2035年度までの次の温室効果ガスの削減目標について、政府が示した目標案に対し、経済団体やNGOなどから引き上げを求める声が相次いでいる。政府は年内にも目標をとりまとめる方針だが、現在の目標案では気候変動対策を推し進めるには不十分との声はやみそうもない。
「(削減目標案が)国際的に合意を得られる数字になっていない」「企業の産業競争力にも影響する」
気候変動対策に積極的な企業がつくる団体「日本気候リーダーズ・パートナーシップ」(JCLP)の松尾雄介事務局長は3日、緊急会見を開いてこう訴えた。

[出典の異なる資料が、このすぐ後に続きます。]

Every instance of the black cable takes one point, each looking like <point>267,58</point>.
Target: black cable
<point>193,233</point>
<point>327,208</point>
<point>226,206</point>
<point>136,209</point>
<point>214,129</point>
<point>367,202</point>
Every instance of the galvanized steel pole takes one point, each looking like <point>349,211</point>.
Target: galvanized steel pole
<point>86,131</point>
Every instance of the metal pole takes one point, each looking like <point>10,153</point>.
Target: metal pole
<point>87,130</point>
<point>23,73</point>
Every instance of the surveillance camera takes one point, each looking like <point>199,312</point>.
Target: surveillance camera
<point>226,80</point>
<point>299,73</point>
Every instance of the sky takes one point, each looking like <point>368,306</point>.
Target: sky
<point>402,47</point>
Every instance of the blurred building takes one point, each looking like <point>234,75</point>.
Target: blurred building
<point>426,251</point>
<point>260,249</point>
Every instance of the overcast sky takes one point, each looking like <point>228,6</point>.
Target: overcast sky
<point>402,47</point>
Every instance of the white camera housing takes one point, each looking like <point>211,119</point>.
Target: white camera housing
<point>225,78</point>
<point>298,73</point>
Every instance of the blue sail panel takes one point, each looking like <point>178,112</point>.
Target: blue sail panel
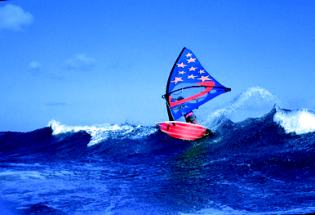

JCLPにはリコーや戸田建設、イオンなど約250社が加盟している。会見には超党派議連の「カーボンニュートラルを実現する会」から自民、公明、立憲、国民、維新、共産の議員も出席した。
緊急会見の理由は、政府の削減目標案にある。11月25日の審議会で初めて「35年度に13年度比60%削減を軸とする」との方針が示された。
気候変動対策の国際ルール「パリ協定」のもと、各国は新たな目標を25年2月までに国連に提出することになっている。現在の政府の案は、13年度から、政府が掲げる「50年排出実質ゼロ」へ直線的な経路で削減した際の通過点だ。
目標達成に「少なくとも66%減」の声
しかし、世界的に期待される水準よりも低いとの指摘が出ている。